The council members organized the breakfast to bridge the gap between students and faculty members, said council member Micaela Neumann, a communication studies sophomore.

“This is an opportunity for students to interact with deans about any concerns they have about their educations,” Neumann said.

She said the idea was to give students a chance to meet their deans in a casual environment. Several dozen students stopped by the table to chat and pick up free breakfast.

Dean Roderick Hart, who attended the event, said he wanted students to see that he and the college’s associate deans were approachable and available to talk.

“This gives me a sense of what excites [students] and what worries them,” Hart said.

Hart talked about the field of communication as it relates to economic and political trends.

“Communication students are liberal arts majors who are profoundly impatient,” Hart said. “Our students are broadly educated, but there’s an implication to apply the knowledge.”

Hart said an ideal communication student should be thoughtful, articulate and curious. He encouraged students not to get too discouraged by the current scarcity of jobs.

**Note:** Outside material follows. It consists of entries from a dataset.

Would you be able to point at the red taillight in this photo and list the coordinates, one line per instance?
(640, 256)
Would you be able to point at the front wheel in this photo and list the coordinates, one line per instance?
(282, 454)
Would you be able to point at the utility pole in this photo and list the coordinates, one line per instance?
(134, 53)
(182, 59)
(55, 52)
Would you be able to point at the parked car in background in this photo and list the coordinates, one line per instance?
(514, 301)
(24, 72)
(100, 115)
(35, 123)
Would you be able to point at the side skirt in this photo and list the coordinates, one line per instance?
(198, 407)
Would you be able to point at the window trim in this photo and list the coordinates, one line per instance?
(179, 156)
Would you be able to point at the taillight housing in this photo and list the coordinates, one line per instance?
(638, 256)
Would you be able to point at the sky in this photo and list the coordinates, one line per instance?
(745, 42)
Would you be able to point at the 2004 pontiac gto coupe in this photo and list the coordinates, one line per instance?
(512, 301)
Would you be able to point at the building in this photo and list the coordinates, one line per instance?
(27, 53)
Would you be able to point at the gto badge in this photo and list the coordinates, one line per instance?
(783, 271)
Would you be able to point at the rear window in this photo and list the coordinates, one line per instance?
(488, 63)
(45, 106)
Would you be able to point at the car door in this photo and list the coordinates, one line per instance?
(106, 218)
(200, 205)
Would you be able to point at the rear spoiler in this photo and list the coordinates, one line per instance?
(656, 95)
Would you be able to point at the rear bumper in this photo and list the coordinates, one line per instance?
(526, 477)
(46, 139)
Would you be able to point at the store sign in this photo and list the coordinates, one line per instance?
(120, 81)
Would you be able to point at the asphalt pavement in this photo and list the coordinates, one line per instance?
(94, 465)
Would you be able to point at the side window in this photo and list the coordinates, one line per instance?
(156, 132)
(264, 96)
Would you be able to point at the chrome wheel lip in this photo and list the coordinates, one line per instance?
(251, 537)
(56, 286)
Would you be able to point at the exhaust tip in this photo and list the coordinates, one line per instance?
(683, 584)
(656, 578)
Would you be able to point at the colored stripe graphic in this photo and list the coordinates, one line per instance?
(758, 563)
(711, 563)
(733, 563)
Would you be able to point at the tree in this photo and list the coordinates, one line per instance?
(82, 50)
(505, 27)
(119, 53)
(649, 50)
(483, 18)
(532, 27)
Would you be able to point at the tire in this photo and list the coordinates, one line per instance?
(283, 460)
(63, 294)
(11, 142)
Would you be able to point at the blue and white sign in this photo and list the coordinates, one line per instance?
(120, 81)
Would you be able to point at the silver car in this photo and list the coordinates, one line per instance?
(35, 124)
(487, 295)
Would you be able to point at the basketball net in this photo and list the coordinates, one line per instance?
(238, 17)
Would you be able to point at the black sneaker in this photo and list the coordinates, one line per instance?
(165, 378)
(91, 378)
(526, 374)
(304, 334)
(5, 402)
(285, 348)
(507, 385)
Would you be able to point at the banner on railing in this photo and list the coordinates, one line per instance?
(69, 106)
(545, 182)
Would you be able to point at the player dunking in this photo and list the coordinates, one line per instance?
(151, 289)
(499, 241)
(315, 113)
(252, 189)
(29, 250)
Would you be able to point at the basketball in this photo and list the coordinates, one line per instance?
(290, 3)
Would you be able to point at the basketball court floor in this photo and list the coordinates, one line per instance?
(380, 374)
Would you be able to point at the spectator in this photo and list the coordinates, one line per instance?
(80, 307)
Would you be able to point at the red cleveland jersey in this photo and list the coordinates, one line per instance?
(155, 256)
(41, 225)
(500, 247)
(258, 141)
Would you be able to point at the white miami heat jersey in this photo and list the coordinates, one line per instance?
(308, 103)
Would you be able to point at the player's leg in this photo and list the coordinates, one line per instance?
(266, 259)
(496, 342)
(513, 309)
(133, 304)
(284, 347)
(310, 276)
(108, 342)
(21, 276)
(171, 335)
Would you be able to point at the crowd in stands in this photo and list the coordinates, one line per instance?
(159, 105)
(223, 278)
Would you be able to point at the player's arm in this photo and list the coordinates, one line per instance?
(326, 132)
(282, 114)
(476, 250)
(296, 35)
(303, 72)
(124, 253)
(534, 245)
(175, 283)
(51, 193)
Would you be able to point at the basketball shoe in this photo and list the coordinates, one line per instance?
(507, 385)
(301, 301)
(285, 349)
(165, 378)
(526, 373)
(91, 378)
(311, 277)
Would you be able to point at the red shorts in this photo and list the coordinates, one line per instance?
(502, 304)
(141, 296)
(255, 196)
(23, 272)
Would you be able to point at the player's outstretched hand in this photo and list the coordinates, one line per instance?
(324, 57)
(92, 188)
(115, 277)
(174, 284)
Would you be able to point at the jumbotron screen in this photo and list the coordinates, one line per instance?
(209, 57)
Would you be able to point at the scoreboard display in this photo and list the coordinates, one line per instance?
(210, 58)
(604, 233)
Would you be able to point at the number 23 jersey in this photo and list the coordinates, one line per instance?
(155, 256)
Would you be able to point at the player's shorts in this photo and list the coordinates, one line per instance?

“These are hard times financially,” he said. “Keep in mind how quickly cycles change. That’s true in politics and in economics, as well. My advice would be to keep a historical view even though we live in the present.”

Hart said the landslide Republican victory in Tuesday’s midterm election is episodic, and, in its haste to cover the unusual, the media has overblown the influence of the Tea Party. He said he continues to encourage his students to vote in every election, even if for no other reason than pure self interest.

“If you don’t vote, I get two votes,” Hart said. “If I’m not there to make the case for aging white males, who else will be?”

Students in attendance expressed their gratitude both for the free food and for a chance to make contact with the leaders of their college.

Advertising graduate student Josh Glick said he would prefer a casual setting to a formal office visit when finding out more about the deans.